The overall goal of this project is to produce recurrent and high-resolution mapping products (i.e. 30-m spatial resolution) for pasture areas and livestock from 2000 onwards, aiming to support the objectives and impacts of the Land & Carbon Lab. The products generated by the project will have potential to contribute for a better understanding of land use conversion, food production, biodiversity, climate change and land productivity at global scale.

In response to the need for global grassland monitoring products and the lack of suitable initiatives targeting grasslands, the Land & Carbon Lab initiated the Global Pasture Watch (GPW) consortium, comprising experts from the World Resources Institute (WRI), OpenGeoHub, the Image Processing and GIS Laboratory at the Federal University of Goiás (LAPIG / UFG), the International Institute for Applied Systems Analysis (IIASA), Cornell, and the Global Land Analysis and Discovery laboratory of the University of Maryland (GLAD). The Global Pasture Watch aims to advance grassland monitoring by creating recurrent collections of global mapping products from the year 2000 onward at a suitable resolution (i.e. 30 m spatial resolution) to create fit-for-purpose monitoring solutions.
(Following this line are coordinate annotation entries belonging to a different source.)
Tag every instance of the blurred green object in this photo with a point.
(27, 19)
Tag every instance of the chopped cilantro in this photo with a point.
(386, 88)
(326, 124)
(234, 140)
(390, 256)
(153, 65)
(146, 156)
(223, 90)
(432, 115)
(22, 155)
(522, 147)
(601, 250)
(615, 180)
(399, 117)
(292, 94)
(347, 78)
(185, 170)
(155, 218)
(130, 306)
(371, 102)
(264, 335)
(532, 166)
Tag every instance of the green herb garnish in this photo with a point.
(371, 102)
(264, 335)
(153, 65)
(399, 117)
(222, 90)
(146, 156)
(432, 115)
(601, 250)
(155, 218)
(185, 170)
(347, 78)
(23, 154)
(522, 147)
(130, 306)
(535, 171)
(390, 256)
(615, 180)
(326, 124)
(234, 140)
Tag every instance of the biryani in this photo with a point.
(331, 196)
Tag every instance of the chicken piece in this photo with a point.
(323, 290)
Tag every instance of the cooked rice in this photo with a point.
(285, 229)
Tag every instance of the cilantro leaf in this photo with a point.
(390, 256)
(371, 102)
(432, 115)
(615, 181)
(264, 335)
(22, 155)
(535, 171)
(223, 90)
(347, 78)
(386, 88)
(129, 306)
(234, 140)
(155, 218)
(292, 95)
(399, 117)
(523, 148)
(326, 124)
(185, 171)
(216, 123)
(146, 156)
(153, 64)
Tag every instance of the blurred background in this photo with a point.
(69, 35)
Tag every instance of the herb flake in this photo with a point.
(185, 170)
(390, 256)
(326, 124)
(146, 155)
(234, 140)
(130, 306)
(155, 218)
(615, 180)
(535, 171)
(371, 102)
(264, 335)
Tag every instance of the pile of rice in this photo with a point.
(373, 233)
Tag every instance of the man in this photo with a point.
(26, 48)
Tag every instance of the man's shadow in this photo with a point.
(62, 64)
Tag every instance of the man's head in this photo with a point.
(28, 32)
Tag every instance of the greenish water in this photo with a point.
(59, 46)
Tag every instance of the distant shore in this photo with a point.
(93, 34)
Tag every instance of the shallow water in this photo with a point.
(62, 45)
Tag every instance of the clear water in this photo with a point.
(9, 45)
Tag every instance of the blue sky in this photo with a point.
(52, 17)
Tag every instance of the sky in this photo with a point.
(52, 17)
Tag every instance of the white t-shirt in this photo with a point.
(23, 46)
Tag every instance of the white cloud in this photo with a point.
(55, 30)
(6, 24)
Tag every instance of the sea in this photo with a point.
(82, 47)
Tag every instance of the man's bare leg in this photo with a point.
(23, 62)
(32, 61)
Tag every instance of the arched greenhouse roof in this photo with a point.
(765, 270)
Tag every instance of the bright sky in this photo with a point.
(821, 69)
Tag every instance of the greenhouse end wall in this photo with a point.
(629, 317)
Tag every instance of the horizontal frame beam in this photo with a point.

graph © Global Pasture Watch

The main objectives of this project are:

Produce globally consistent spacetime data products focused on pasture / grasslands dynamics that are compatible and can be combined with other Land & Carbon Lab data outputs;

Provide support to other teams within the Land & Carbon Lab project and externally, and revise products based on the feedback from use cases;

Provide an internationally applicable methodological framework (open-data-based, transparent, reproducible) for monitoring global pasture / grasslands and livestock beyond the end of the project;

Establish a global user and expert community focused on improving protection management of pasture / grasslands (increasing GPP through time, decreasing soil degradation);

The Novel Data Ecosystems for Sustainability (NODES) research group has a role in the validation, support and quality control of the Global Pasture Watch maps, as well as in the contribution to improved time series of the global livestock distribution.